Am I Still an Auteurist?

This Is the Magazine That Started It All

The Politique des Auteurs started in France with the writers of Cahiers du Cinema. André Bazin and a young cadre of rising filmmakers and critics felt that the French cinema was becoming too literary and that much was to be learned from the vitality of the American film industry. With almost every issue, they were discovering scores of new film artists such as John Ford, Howard Hawks, Nicholas Ray, and even such downmarket geniuses as Edgar G. Ulmer.

By 1962, the auteurists found an American disciple in Andrew Sarris, film critic for The Village Voice in New York. For the Winter 1962-1963 issue of Film Culture, Sarris created a whole issue dedicated to the auteur theory.

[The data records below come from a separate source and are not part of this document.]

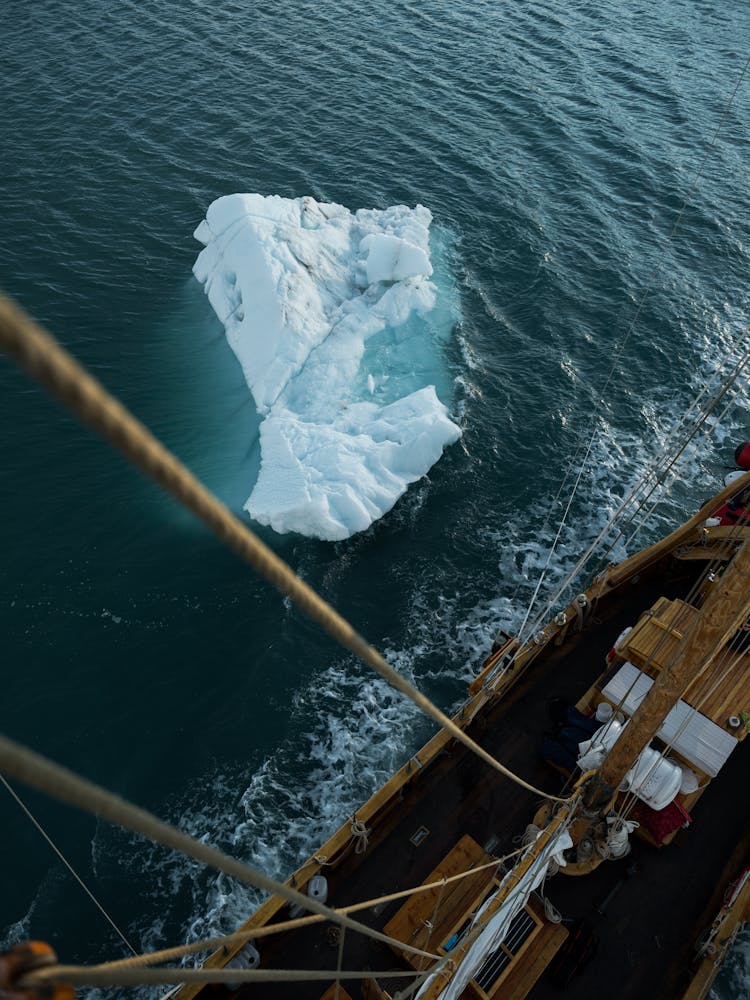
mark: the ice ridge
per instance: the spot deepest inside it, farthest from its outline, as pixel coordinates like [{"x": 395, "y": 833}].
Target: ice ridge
[{"x": 301, "y": 286}]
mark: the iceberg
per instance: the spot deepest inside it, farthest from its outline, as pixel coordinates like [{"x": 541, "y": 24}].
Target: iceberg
[{"x": 304, "y": 290}]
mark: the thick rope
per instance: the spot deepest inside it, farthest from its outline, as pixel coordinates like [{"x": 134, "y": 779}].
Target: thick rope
[
  {"x": 92, "y": 975},
  {"x": 62, "y": 784},
  {"x": 70, "y": 868},
  {"x": 53, "y": 367},
  {"x": 267, "y": 930}
]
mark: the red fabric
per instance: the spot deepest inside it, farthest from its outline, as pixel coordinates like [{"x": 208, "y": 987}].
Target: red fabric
[
  {"x": 731, "y": 515},
  {"x": 660, "y": 824}
]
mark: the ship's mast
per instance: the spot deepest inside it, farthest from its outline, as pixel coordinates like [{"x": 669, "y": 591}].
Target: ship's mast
[{"x": 726, "y": 607}]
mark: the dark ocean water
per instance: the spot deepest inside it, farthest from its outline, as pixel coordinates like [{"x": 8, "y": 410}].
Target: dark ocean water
[{"x": 555, "y": 144}]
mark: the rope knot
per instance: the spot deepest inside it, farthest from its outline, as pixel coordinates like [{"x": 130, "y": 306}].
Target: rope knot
[{"x": 361, "y": 836}]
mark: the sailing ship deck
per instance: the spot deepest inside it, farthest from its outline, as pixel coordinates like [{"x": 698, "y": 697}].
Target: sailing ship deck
[{"x": 649, "y": 922}]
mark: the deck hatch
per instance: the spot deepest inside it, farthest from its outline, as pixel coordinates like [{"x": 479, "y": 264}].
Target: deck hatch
[{"x": 520, "y": 929}]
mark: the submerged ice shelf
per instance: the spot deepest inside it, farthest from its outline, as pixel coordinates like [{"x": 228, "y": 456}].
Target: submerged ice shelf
[{"x": 301, "y": 288}]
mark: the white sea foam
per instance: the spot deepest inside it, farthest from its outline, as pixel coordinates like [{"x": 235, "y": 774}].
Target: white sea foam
[{"x": 301, "y": 287}]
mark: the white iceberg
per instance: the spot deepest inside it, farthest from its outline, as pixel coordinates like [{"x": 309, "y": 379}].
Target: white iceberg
[{"x": 301, "y": 287}]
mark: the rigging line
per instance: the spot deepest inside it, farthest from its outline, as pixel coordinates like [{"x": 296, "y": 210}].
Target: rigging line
[
  {"x": 477, "y": 927},
  {"x": 728, "y": 383},
  {"x": 693, "y": 186},
  {"x": 62, "y": 784},
  {"x": 588, "y": 553},
  {"x": 68, "y": 865},
  {"x": 556, "y": 540},
  {"x": 41, "y": 355},
  {"x": 267, "y": 930},
  {"x": 647, "y": 290},
  {"x": 92, "y": 975},
  {"x": 638, "y": 527}
]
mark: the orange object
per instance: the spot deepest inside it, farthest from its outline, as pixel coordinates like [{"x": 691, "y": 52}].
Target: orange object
[{"x": 22, "y": 959}]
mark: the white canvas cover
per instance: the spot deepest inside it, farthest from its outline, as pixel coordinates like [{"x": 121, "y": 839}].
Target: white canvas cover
[{"x": 701, "y": 741}]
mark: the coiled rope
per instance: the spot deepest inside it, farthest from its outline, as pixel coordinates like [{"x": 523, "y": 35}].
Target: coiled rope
[
  {"x": 43, "y": 357},
  {"x": 62, "y": 784}
]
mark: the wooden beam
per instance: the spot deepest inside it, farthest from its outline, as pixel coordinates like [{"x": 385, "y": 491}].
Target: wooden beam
[{"x": 725, "y": 609}]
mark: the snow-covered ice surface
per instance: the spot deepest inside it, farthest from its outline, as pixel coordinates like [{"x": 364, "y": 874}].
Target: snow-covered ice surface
[{"x": 301, "y": 287}]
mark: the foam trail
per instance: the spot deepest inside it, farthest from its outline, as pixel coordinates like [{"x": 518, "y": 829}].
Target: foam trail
[{"x": 301, "y": 287}]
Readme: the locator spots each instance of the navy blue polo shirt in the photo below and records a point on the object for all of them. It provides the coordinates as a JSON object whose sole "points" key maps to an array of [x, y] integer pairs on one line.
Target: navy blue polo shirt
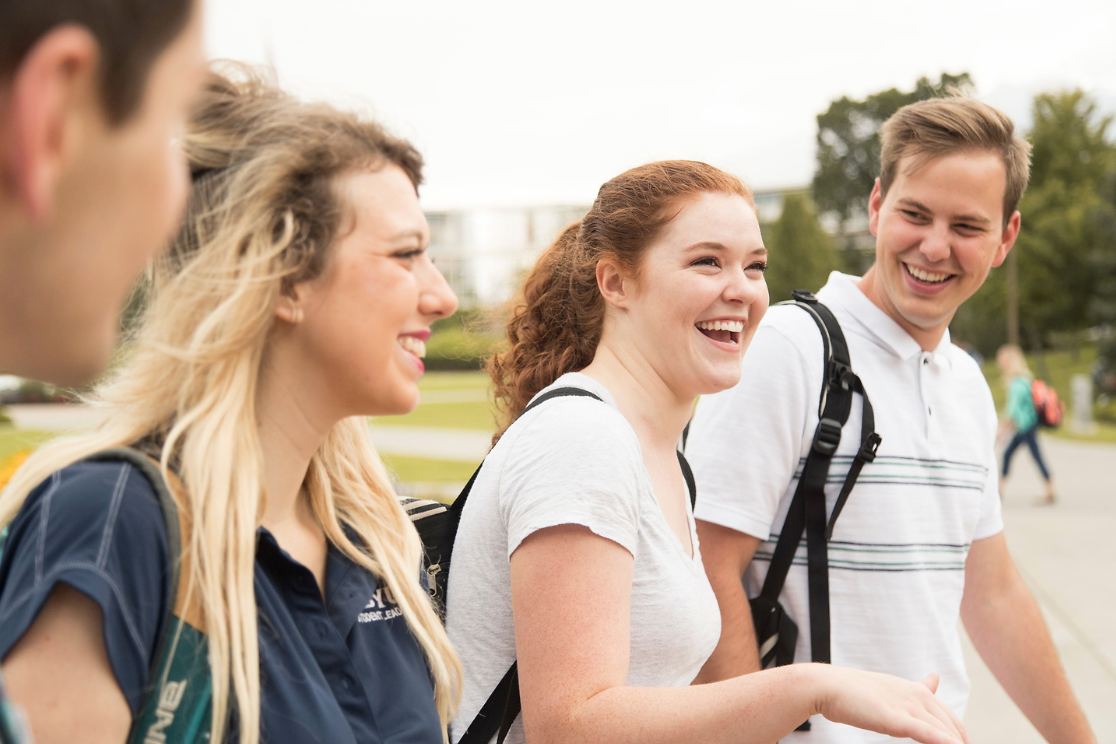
{"points": [[340, 669]]}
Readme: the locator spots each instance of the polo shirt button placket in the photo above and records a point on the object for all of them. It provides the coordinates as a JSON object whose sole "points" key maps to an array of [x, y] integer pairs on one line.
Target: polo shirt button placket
{"points": [[924, 373]]}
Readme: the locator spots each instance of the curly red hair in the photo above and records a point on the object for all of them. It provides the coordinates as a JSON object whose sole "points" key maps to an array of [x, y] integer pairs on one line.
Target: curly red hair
{"points": [[557, 318]]}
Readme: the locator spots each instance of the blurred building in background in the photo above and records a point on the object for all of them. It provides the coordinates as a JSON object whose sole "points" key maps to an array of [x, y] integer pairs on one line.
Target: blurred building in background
{"points": [[484, 252]]}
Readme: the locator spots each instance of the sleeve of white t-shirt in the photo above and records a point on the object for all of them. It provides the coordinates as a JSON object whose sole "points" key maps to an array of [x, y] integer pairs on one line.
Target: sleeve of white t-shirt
{"points": [[991, 515], [576, 461], [746, 442]]}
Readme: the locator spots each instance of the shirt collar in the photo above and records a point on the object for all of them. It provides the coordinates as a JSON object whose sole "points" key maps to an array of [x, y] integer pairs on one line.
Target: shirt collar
{"points": [[842, 291]]}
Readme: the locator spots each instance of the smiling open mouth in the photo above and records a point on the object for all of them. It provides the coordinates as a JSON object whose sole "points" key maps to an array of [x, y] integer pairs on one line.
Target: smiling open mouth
{"points": [[927, 277], [413, 345], [727, 331]]}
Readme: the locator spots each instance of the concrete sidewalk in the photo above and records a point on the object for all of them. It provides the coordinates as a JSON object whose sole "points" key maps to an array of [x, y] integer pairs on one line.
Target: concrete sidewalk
{"points": [[1067, 554]]}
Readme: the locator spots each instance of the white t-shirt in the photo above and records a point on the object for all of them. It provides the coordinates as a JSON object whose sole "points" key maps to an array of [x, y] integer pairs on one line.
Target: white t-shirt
{"points": [[897, 554], [574, 461]]}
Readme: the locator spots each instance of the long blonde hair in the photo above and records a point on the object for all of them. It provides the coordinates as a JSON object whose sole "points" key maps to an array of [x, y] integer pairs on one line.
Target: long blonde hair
{"points": [[262, 215]]}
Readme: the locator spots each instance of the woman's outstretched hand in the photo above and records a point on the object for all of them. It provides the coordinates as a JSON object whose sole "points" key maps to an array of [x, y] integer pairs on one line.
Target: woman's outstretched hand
{"points": [[890, 705]]}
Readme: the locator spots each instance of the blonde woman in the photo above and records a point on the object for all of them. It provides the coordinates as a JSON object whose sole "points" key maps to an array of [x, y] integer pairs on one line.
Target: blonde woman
{"points": [[1020, 417], [295, 301]]}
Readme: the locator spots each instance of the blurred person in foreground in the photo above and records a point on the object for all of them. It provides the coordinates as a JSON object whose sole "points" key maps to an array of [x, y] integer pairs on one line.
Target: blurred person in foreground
{"points": [[295, 301], [576, 554], [921, 539], [92, 182], [1020, 418]]}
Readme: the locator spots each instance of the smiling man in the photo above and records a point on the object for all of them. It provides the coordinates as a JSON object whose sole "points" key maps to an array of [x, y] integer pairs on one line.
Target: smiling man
{"points": [[93, 95], [920, 542]]}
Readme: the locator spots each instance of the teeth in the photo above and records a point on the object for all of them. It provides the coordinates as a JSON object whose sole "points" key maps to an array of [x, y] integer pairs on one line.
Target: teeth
{"points": [[926, 276], [734, 326], [415, 346]]}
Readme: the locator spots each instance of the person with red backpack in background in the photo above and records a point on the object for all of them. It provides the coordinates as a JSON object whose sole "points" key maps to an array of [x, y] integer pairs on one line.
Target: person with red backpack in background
{"points": [[1021, 416]]}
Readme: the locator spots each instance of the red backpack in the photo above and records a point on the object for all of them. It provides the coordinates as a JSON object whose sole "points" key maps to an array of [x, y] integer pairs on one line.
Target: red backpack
{"points": [[1047, 404]]}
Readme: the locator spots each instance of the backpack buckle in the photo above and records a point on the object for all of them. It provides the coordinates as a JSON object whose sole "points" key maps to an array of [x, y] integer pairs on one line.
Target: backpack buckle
{"points": [[869, 447], [840, 375], [827, 436]]}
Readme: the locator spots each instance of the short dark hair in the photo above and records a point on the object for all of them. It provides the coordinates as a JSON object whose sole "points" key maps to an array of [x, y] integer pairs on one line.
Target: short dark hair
{"points": [[131, 32]]}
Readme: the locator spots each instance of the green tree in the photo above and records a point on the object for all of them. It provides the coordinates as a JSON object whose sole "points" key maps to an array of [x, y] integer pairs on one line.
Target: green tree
{"points": [[1065, 249], [801, 253], [848, 143]]}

As a student at Dartmouth College, I paid to photocopy the entire issue and used it religiously as a guide until Sarris came out a few years later with the greatly expanded American Cinema: Directors and Directions 1929-1968.

The Notorious Auteur Issue of 1962-1963

Circles and Squares: In the interim, Pauline Kael published a blistering attack in Film Quarterly called “Circles and Squares: Joys and Sarris.” Many of her attacks hit home, and they certainly exposed Sarris’s weaknesses as a film theoretician. I had met Pauline Kael and liked her work, but as a young man I was a budding auteurist.

Now, half a century and thousands of films later, I still see myself as having been influenced by the Cahiers crowd and Sarris, but I think there is a lot more to film than an a priori theory imposed from above. On the plus side, the auteurists opened me to the incredible riches of the American film—but I started liking films by such card-carrying non-auteurs as Felix Feist, Edward L. Cahn, Robert Florey, and Charles Vidor.

I give the credit to the auteur theory for introducing me to the idea that American films can also be great. I started my love of film by watching such foreign productions as Carl Dreyer’s Day of Wrath (1948) and Wojciech Has’s The Saragossa Manuscript (1962); but by the late 1960s I was beginning to give Hollywood its due and loosened up considerably.

Creeping Marienbadism

Famous Shot from Last Year at Marienbad (1961)

I met Pauline Kael during my last year at Dartmouth. At the time, I was Assistant Director of the Dartmouth Film Society and involved in meeting and greeting visiting film dignitaries. We had dinner across the river in Norwich, Vermont, followed by an interesting conversation.

Pauline had just published her first book, entitled I Lost It at the Movies (1965), which I read and loved.

Although she went on to be film reviewer for the New Yorker between 1968 and 1991, Pauline had a strong streak of the old fashioned, with a strong preference for straight narrative and a disdain for art house films and Hollywood blockbusters. (She called The Sound of Music with the moniker The Sound of Money, which made her no new friends in Hollywood)

Film Critic Pauline Kael (1919-2001)

I am slowly re-reading I Lost It at the Movies, where I found some interesting ideas. She hated the Alain Resnais film Last Year at Marienbad and complained that “we can’t even leave Marienbad behind because, although it memorable (it isn’t even particularly offensive), a kind of creeping Marienbadism is is the new aesthetics of ‘poetic cinema.’”

She recalls:

In Los Angeles, among the independent filmmakers at their midnight screenings I was told that I belonged to the older generation, that Agee-alcohol generation they called it, who could not respond to the new films because I didn’t take pot or LSD and so couldn’t learn to accept everything. This narcotic approach of torpid acceptance, which is much like the lethargy of the undead in those failure-of-communication movies, may explain why these films have seemed so “true” to some people….

At the time, I was at the cusp of the whole postmodern movement myself. I remember being agonized by Ingmar Bergman’s Persona (1966) because it so challenged my own way of thinking … at the time. (No longer: I now love the film.)

Liv Ullmanm and Bibi Andersson in Persona

I guess I have become thoroughly postmodern. A strong narrative line is no longer necessary for me to enjoy a film. I could just be drawn by a series of beautiful images, startling epiphanies, powerful acting, or something as wonky as my love of Geena Davis in Earth Girls Are Easy (1988).